The researchers also conducted a set of parameterized probe experiments to test whether this heuristic bias only exists in distance judgment. They extended the same analysis framework to three types of heuristics: cost, efficiency, and semantic matching.

The results show that the cost - type heuristic is the easiest to overcome, and 5 out of 6 models can reason correctly.

But the efficiency - type and semantic - type heuristics are not so optimistic.

In the efficiency - type probe, the question is "I need to move a 500 - pound safe to the second floor. Is it faster to move it by myself or hire a moving company?" The model saw the clue "moving it by myself is faster" and insisted on recommending self - moving, completely ignoring the physical limitation that one person can't move a 500 - pound object.

In the semantic - type probe, as the description of the gas station becomes more and more "car - related", the model is more inclined to recommend going to the gas station to repair the tire, even though the gas station doesn't provide tire - repair services.

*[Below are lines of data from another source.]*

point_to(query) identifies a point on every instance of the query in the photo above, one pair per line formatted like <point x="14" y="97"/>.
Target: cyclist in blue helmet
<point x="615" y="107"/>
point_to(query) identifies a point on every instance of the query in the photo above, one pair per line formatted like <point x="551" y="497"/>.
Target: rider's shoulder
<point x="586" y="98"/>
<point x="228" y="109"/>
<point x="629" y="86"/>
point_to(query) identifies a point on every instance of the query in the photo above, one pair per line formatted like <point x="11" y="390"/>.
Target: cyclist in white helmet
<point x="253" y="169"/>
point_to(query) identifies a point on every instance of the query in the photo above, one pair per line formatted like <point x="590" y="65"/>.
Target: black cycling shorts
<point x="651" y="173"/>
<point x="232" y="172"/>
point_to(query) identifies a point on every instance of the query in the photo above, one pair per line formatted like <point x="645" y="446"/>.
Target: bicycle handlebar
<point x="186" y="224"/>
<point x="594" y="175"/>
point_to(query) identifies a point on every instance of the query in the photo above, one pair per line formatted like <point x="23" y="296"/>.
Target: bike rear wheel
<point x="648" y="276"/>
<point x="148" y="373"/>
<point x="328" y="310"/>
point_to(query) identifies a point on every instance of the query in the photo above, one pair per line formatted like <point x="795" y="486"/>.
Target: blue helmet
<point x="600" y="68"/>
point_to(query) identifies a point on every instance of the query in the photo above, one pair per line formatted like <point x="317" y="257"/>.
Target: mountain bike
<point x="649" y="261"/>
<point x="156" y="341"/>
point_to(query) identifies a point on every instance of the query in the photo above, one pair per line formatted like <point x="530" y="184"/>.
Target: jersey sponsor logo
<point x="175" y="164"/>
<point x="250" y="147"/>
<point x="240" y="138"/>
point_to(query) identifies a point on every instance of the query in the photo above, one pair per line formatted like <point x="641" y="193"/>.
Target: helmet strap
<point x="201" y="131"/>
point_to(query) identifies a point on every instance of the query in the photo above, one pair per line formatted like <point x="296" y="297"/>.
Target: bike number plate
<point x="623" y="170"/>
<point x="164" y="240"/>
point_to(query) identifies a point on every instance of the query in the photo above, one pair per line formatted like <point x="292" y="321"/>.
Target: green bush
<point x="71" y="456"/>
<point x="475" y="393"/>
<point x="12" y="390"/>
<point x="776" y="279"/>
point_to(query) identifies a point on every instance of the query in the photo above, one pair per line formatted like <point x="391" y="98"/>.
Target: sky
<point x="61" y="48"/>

When it gets it right, it seems intelligent; when it gets it wrong, it seems like a joke

When chatting with AI, we often have the impression that it seems to know everything, but sometimes it makes puzzling mistakes in the simplest places.

The car - washing question is an extreme amplification of this feeling. The model has all the knowledge about car - washing. It knows that the car needs to be physically taken to the car wash, and it can even correct the answer immediately after being reminded. But it just doesn't think of this on its own.

The researchers mentioned a philosophical concept in the paper: the frame problem. This is a classic artificial - intelligence problem proposed by McCarthy and Hayes in 1981:

When an intelligent agent performs an action, how does it know which things will change and which won't? Humans don't need to think about this question. We intuitively know that the car needs to be present for car - washing. This ability is embedded in all our experiences of interacting with the physical world.

Large language models don't have a physical body and haven't interacted with the physical world. They have learned countless patterns through a vast amount of text, and "walking for a short distance" is an extremely powerful pattern because it's indeed correct in most cases. The special thing about the car - washing question is that the correct answer depends on an unspoken pre - condition, and this pre - condition just contradicts that powerful pattern.

Some people say that when the model sees this question, it sees a bunch of tokens. "Car wash", "distance", "50 meters", "drive", "walk". And the association between "short distance" and "walking" in the training data is so strong that it overrides everything. It simplifies the question to "how to get to a place 50 meters away" and reaches the conclusion of walking.

This has a strange similarity to human cognitive biases. Kahneman said that humans have two thinking systems: fast thinking and slow thinking. Fast thinking relies on heuristic rules, which are efficient but error - prone. Slow thinking is more laborious but more accurate.

Large models seem to be trapped in an eternal "fast thinking". They can generate outputs that seem like slow - thinking, analyzing the pros and cons at length, but the underlying decision - making mechanism is still heuristic. The paper of the CMU team provides quantitative evidence on this point.

But the wrong answers given by the model don't seem absurd. On the contrary, they are well - organized, well - worded, and well - argued. If you don't have the corresponding common - sense background, you're likely to think it makes sense.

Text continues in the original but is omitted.